Once repaired, the ornamental components were returned to AB&C where they received a coat of Series 135 Chembuild, a modified polyamidoamine epoxy, which is an ideal foundation for the specified intermediate coat of Series 1075 Endura-Shield II, an aliphatic acrylic polyurethane coating. Nearly 235 gallons of Series 1075 was used.

“Series 135 was also used to prime the metal fire escapes and remaining curtain wall structure in the field while the in-shop work took place,” Bowers noted.

More than 300 gallons of high-solids fluoropolymer coatings that offer outstanding color and gloss retention were applied as the finish coat to exterior metal, including structural steel. Blue-colored components received either Series 1071V Fluoronar, a low-VOC semigloss fluoropolymer coating, or Series 1072V Fluoronar, which offers a satin finish.

Gold-accented components received a coat of Series 1078 Fluoronar Metallic, followed by a clearcoat of Series 1079 Metallic Clearcoat. All coatings were supplied by Tnemec.

“The advantage to this coating system is unsurpassed protection against ultraviolet light attack and the elements of weather, such as San Francisco fog,” Bowers added.

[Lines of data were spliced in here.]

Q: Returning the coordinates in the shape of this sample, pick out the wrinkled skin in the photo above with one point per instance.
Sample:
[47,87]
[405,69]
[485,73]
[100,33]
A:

 As a celebration to the completed restoration, San Francisco Mayor Ed Lee, declared May 1st “Hallidie Building Day.”  In 2013, the restored facade was named winner of the Charles G. Munger Award presented by the Society for Protective Coatings to an outstanding industrial or commercial coatings project that demonstrates longevity. The project also won the AIA CA Council, BD+C Platinum Award and Engineering News Record’sBest CA Renovation/Restoration Project of the Year in 2013.